From: gregkh@linuxfoundation.org
To: linux-kernel@vger.kernel.org
Cc: Greg Kroah-Hartman <gregkh@linuxfoundation.org>,
stable@vger.kernel.org, Stefan Liebler <stli@linux.ibm.com>,
Thomas Gleixner <tglx@linutronix.de>,
Peter Zijlstra <peterz@infradead.org>,
Heiko Carstens <heiko.carstens@de.ibm.com>,
Darren Hart <dvhart@infradead.org>,
Ingo Molnar <mingo@kernel.org>, Sasha Levin <sashal@kernel.org>,
Sudip Mukherjee <sudipm.mukherjee@gmail.com>,
Lee Jones <lee.jones@linaro.org>,
Zheng Yejian <zhengyejian1@huawei.com>
Subject: [PATCH 4.4 12/75] futex: Cure exit race
Date: Mon, 15 Mar 2021 14:51:26 +0100 [thread overview]
Message-ID: <20210315135208.663967134@linuxfoundation.org> (raw)
In-Reply-To: <20210315135208.252034256@linuxfoundation.org>
From: Greg Kroah-Hartman <gregkh@linuxfoundation.org>
From: Thomas Gleixner <tglx@linutronix.de>
commit da791a667536bf8322042e38ca85d55a78d3c273 upstream.
This patch comes directly from an origin patch (commit
9c3f3986036760c48a92f04b36774aa9f63673f80) in v4.9.
Stefan reported, that the glibc tst-robustpi4 test case fails
occasionally. That case creates the following race between
sys_exit() and sys_futex_lock_pi():
CPU0 CPU1
sys_exit() sys_futex()
do_exit() futex_lock_pi()
exit_signals(tsk) No waiters:
tsk->flags |= PF_EXITING; *uaddr == 0x00000PID
mm_release(tsk) Set waiter bit
exit_robust_list(tsk) { *uaddr = 0x80000PID;
Set owner died attach_to_pi_owner() {
*uaddr = 0xC0000000; tsk = get_task(PID);
} if (!tsk->flags & PF_EXITING) {
... attach();
tsk->flags |= PF_EXITPIDONE; } else {
if (!(tsk->flags & PF_EXITPIDONE))
return -EAGAIN;
return -ESRCH; <--- FAIL
}
ESRCH is returned all the way to user space, which triggers the glibc test
case assert. Returning ESRCH unconditionally is wrong here because the user
space value has been changed by the exiting task to 0xC0000000, i.e. the
FUTEX_OWNER_DIED bit is set and the futex PID value has been cleared. This
is a valid state and the kernel has to handle it, i.e. taking the futex.

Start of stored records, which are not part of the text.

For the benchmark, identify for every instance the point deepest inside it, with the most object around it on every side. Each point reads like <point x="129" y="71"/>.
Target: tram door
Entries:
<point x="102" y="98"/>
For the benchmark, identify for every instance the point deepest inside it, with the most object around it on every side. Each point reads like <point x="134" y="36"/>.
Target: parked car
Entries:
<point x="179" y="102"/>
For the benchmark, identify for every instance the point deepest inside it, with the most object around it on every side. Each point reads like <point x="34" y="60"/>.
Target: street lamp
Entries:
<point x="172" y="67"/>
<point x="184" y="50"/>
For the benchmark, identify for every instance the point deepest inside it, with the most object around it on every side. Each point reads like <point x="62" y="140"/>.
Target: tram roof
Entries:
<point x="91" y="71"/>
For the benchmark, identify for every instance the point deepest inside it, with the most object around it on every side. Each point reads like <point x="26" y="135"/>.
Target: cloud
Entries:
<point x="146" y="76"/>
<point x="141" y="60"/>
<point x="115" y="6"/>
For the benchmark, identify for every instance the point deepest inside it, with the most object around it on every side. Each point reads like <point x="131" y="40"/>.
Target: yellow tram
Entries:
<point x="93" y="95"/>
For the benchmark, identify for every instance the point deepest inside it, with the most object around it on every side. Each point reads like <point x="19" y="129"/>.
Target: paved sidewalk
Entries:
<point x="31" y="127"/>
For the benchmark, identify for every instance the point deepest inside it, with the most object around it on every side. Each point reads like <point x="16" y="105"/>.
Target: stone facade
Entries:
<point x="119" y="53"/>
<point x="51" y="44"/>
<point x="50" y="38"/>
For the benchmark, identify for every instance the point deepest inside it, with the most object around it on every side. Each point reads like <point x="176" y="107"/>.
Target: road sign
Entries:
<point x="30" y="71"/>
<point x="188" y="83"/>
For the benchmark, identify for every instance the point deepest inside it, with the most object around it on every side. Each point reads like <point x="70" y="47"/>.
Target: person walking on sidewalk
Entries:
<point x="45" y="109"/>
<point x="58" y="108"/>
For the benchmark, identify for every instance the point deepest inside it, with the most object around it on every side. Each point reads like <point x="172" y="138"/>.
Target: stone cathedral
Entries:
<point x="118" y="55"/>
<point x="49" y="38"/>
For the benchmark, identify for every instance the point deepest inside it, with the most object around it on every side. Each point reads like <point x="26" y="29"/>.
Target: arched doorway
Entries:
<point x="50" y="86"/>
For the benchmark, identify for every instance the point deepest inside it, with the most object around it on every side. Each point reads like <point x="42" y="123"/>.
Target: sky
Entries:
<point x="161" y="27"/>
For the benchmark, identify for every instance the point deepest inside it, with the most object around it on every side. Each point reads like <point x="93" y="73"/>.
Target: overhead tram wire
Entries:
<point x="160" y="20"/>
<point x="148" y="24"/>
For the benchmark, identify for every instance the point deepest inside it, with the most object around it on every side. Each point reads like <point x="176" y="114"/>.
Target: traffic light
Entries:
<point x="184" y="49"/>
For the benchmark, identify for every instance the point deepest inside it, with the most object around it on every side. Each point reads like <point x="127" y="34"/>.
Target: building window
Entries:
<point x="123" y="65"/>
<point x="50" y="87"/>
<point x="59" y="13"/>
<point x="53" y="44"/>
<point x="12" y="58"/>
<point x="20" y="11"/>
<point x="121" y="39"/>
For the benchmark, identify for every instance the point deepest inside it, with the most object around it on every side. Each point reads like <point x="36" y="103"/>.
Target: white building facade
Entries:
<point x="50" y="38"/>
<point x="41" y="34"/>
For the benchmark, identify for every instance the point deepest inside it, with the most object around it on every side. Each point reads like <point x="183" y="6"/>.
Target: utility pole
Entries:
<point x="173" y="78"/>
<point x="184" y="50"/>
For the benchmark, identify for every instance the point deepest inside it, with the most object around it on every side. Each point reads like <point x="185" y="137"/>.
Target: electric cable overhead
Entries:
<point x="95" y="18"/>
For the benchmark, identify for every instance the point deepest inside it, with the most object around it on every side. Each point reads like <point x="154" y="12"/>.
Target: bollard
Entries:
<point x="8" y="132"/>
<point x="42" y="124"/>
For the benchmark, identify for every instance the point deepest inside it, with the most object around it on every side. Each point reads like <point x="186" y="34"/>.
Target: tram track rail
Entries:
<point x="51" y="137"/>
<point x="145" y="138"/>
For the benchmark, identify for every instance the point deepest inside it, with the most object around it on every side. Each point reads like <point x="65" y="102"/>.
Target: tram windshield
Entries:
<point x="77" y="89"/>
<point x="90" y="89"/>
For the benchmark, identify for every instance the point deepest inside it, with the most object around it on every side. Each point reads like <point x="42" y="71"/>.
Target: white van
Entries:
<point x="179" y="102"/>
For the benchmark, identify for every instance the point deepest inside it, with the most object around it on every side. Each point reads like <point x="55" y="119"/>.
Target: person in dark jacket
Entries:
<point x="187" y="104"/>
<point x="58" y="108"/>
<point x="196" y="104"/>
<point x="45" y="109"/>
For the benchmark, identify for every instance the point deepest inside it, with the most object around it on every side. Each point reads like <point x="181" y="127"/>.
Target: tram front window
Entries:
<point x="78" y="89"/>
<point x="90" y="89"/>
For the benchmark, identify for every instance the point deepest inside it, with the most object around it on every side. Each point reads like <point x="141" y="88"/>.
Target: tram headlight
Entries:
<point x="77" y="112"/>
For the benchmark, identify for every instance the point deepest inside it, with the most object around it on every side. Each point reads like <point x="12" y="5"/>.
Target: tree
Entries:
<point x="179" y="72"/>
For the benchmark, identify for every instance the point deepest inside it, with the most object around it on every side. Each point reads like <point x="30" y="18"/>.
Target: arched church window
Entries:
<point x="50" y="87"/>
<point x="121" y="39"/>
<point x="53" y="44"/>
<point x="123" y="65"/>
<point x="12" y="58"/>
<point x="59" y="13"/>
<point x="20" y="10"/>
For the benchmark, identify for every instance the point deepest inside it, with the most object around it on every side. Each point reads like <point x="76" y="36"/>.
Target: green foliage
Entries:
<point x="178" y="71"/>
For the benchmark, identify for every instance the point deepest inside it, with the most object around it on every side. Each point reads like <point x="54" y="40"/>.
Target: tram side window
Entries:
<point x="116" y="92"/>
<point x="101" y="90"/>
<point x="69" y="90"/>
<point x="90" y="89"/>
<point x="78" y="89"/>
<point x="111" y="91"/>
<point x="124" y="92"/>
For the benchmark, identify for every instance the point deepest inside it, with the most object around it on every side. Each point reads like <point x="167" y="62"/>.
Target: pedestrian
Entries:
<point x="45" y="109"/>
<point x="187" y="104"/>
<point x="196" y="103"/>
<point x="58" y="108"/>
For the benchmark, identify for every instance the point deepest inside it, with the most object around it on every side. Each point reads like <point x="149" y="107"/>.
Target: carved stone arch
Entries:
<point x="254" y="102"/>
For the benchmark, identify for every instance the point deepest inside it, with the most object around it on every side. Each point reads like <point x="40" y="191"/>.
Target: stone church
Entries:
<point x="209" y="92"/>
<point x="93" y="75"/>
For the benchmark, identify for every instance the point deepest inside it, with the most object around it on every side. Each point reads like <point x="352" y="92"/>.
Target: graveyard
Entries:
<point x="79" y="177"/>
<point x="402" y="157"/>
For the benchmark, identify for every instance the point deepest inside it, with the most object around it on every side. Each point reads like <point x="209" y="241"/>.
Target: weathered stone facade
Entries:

Cure it by rereading the user space value when PF_EXITING and PF_EXITPIDONE
is set in the task which 'owns' the futex. If the value has changed, let
the kernel retry the operation, which includes all regular sanity checks
and correctly handles the FUTEX_OWNER_DIED case.
If it hasn't changed, then return ESRCH as there is no way to distinguish
this case from malfunctioning user space. This happens when the exiting
task did not have a robust list, the robust list was corrupted or the user
space value in the futex was simply bogus.
Reported-by: Stefan Liebler <stli@linux.ibm.com>
Signed-off-by: Thomas Gleixner <tglx@linutronix.de>
Acked-by: Peter Zijlstra <peterz@infradead.org>
Cc: Heiko Carstens <heiko.carstens@de.ibm.com>
Cc: Darren Hart <dvhart@infradead.org>
Cc: Ingo Molnar <mingo@kernel.org>
Cc: Sasha Levin <sashal@kernel.org>
Cc: stable@vger.kernel.org
Link: https://bugzilla.kernel.org/show_bug.cgi?id=200467
Link: https://lkml.kernel.org/r/20181210152311.986181245@linutronix.de
Signed-off-by: Sudip Mukherjee <sudipm.mukherjee@gmail.com>
Signed-off-by: Greg Kroah-Hartman <gregkh@linuxfoundation.org>
[Lee: Required to satisfy functional dependency from futex back-port.
Re-add the missing handle_exit_race() parts from:
3d4775df0a89 ("futex: Replace PF_EXITPIDONE with a state")]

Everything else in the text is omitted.